Why does the new law matter?

The most likely answer is that the General Assembly wanted to create an offense that would count for purposes of the federal gun disqualification. My colleague, Jeff Welty, blogged about this issue several years ago. To start, note that it is a federal crime under 18 U.S.C. 922(g)(9) for a person who has been convicted of a “misdemeanor crime of domestic violence” to possess a gun.

Vinson, the Fourth Circuit case.

In 2015, the Fourth Circuit ruled in United States v. Vinson, 805 F.3d 120 (4th Cir. 2015) that North Carolina misdemeanor assault convictions aren’t considered misdemeanor crimes of domestic violence within the meaning of the federal statute. The court ruled that a man with a previous North Carolina domestic violence conviction for assault on a female had not been convicted of a “misdemeanor crime of domestic violence.” The court reasoned that the phrase “use of physical force” in 18 U.S.C. 921(a)(33) means the intentional use of physical force. The court further reasoned that North Carolina allows assault convictions that can be based on “culpable negligence” rather than intent, and consequently North Carolina assault convictions do not require, “as an element,” the “use of physical force.”

More plainly stated, under Vinson, because North Carolina assault convictions don’t require intent as an element, they aren’t “misdemeanor crimes of domestic violence” and thus don’t count for purposes of the federal gun disqualification.

Voisine, the Supreme Court case.

In 2016, the United States Supreme Court decided Voisine v. United States, 579 U.S. 686 (2016). Voisine involved two defendants who had previous domestic violence assault convictions in Maine. Under Maine law, an assault may be committed by intentionally, knowingly, or recklessly causing injury to another. Each defendant subsequently possessed a firearm and was charged in federal court with violating 18 U.S.C. § 922(g)(9). Declining the opportunity to declare that any domestic violence assault conviction involving force qualifies as a misdemeanor crime of domestic violence, regardless of the specific mens rea required by the assault statute, the Court ruled more narrowly that reckless assaults may qualify as misdemeanor crimes of domestic violence. It also stated, in dicta, that the “use” of force is not limited to the intentional use of force.

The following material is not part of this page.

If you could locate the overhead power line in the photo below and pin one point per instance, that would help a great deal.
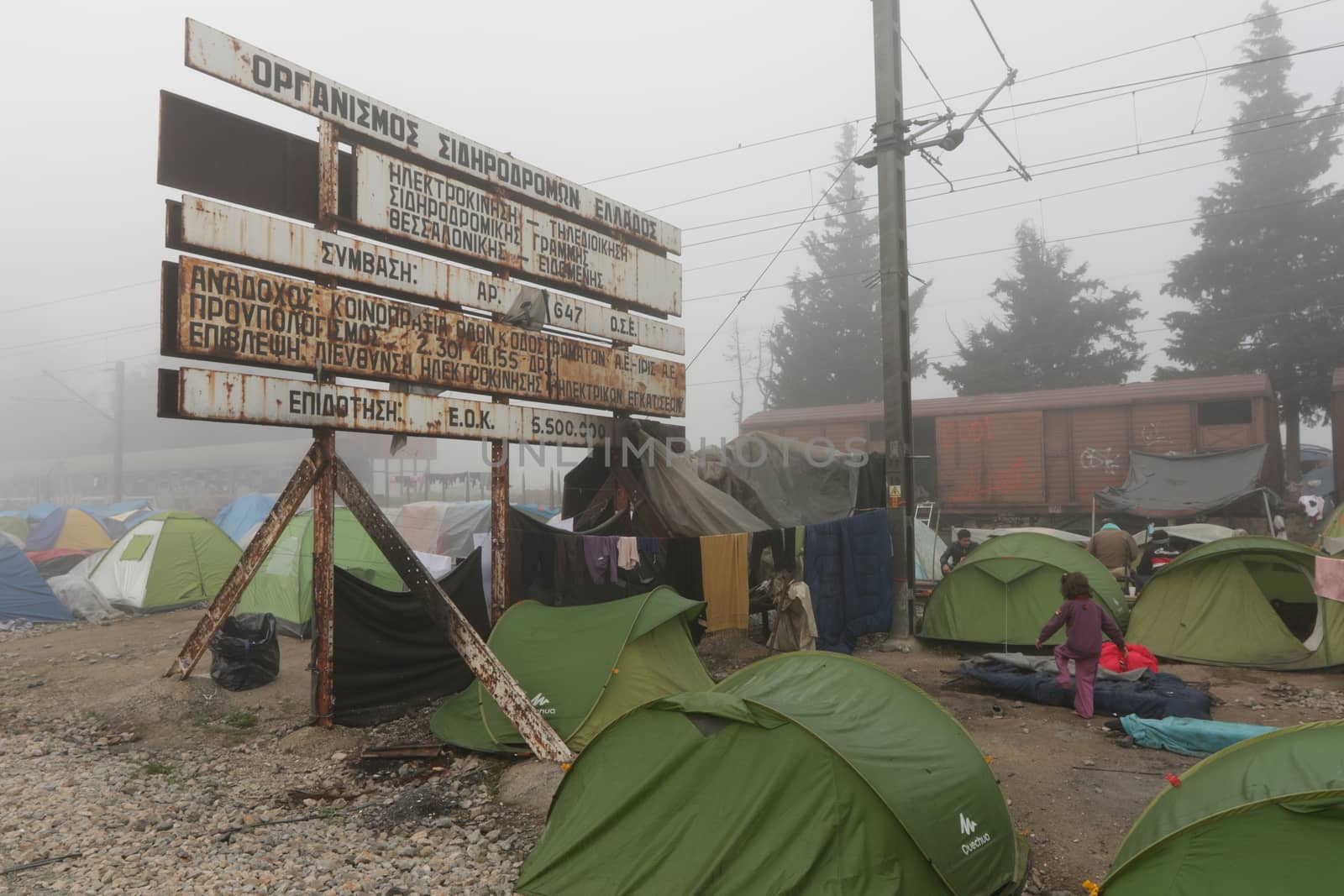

Even so, while Voisine may have cast some doubt on Vinson, it did not clearly overrule it. Thus, the Fourth Circuit’s ruling in Vinson remained and remains unbothered, meaning that North Carolina assault convictions don’t count for purposes of the federal gun disqualification.

How does the new law fit?

With the Vinson court’s ruling still intact, the new misdemeanor crime under G.S. 14-32.5 was written to closely track the language of the federal statute. Although the new offense doesn’t clearly state a mens rea, it will likely be interpreted to mean the intentional use of physical force as in Vinson and will presumably be the only North Carolina misdemeanor assault offense that would count for the federal gun disqualification under 18 U.S.C. 922(g)(9). My best guess is that once the new law takes effect on December 1, 2023, officers, magistrates, and prosecutors will begin charging this offense rather than the other misdemeanor assault offenses in domestic violence cases. Maybe then, it will be less questionable whether those defendants have lawful access to firearms after conviction.